I have a confession. Are you ready? Don't judge me... Sometimes I get on these "kicks" where I am just ALL about something. I can not get enough of it. Especially when it comes to food. But I've also been known to play an album on repeat a time or two (Fleetwood Mac's "Rumours" anyone?)
While we were staying with my cousin, Trish, in Houston she introduced me to grapefruit. Well, RE-introduced me, I guess. I found her drinking grapefruit juice one morning and she went on to tell me all the awesome things she does with grapefruit-- like putting it in white wine! Whoda thought?! She's so creative, that Trish.
Anywho, the first thing I did when I got home was buy a bag of grapefruit and some juice. How long has it been since you've had a grapefruit? If you're like me, too long! Tangy, sweet, tart.... so good. Ever since we got home I've eaten AT LEAST a grapefruit a day. I told you, when I'm on a kick...
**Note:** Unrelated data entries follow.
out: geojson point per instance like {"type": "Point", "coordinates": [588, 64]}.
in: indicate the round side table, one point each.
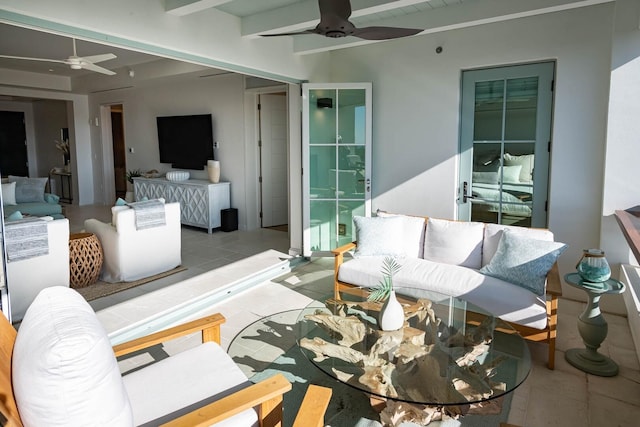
{"type": "Point", "coordinates": [85, 259]}
{"type": "Point", "coordinates": [593, 328]}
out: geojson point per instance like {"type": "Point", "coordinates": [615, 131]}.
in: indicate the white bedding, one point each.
{"type": "Point", "coordinates": [489, 196]}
Another thing I am all about is lime. It's a never-ending kick. I. Love. Lime. They're perfect. Lemons? Amateur hour. Lime adds the perfect amount of flavor to just about anything. Thai dish need some sprucing up? Lime. Guacamole missing a kick? Lime. Can't seem to add enough salt to whatever you're cooking? Citrus juice will bring out the flavors you're looking for without upping the sodium content. #win
When I made this soup the other night I maaaaaay have gone a tad overboard on the lime juice.... I don't wanna talk about it... Mister (w)Right carefully declared "It's really..... FRESH". And indeed it was. And talk about easy! It was stupid easy. If you have a can-opener, a knife, and a pot - congratulations! You're already half way there. Don't worry, I adjusted the recipe to reflect a more manageable amount of lime juice.
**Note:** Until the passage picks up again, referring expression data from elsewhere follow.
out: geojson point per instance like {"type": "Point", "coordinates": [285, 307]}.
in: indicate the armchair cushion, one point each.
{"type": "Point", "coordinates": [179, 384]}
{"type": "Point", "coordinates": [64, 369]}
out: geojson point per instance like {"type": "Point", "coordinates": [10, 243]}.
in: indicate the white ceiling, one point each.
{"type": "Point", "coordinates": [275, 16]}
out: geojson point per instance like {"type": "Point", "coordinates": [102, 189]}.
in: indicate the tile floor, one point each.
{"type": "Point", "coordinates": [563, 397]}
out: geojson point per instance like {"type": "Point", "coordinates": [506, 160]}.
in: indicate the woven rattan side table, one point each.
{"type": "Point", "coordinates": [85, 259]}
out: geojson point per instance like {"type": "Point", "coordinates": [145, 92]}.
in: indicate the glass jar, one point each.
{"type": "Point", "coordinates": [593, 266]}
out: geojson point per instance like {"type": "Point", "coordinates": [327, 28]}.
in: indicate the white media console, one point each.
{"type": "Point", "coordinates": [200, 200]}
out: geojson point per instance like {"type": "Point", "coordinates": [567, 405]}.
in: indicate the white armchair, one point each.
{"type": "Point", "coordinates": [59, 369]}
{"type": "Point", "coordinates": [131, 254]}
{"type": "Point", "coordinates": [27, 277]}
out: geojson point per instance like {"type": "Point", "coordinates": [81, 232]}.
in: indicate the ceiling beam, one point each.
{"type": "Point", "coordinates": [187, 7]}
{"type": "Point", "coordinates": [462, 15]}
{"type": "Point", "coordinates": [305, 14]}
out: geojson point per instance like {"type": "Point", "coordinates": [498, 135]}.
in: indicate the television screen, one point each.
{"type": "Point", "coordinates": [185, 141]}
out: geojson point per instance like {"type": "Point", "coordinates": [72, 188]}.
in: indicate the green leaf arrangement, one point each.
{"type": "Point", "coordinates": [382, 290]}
Easy Weeknight Black Bean Soup (adapted from Fresh 365)
1 Large Onion (diced)
1 Bell Pepper (diced)
1 tbsp crushed garlic
2 tsp Cumin
2 tsp Ancho Chili Powder
1 tsp Red Pepper
(2) 15.5 oz Cans of Black Beans (rinsed and drained)
(1) 15 oz Can of diced tomatoes (still in the juice)
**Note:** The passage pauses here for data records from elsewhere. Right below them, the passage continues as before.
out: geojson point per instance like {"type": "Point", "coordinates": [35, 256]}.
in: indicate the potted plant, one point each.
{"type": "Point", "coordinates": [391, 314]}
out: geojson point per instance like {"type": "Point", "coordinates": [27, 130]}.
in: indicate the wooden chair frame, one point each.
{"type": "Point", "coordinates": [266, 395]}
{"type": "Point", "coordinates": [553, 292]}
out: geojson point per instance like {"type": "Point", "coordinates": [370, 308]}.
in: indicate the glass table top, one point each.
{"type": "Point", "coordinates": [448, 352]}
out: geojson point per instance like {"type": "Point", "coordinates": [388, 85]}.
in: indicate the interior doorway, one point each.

1 1/2 Cups Vegetable Stock
2 tbsp Lime Juice
1 Handful Chopped Cilantro (because we are SO exact here)
Cheese (for garnish)
Begin by sauteing the onions, peppers, and garlic in a large soup pot until onions become translucent. Add the spices and cook until spices become fragrant. Dump in the rinsed beans, the tomatoes (with their juice), and the vegetable stock. Bring to a boil and allow to simmer for about 5 minutes (or however long you want.) Just before serving, add the lime and cilantro and stir until incorporated. Serve with cheese, salsa, avocado, greek yogurt... whatever you like!
This soup was SO easy. And received two big thumbs up from Mister (w)Right. Sometimes life is hard. Good thing this soup isn't!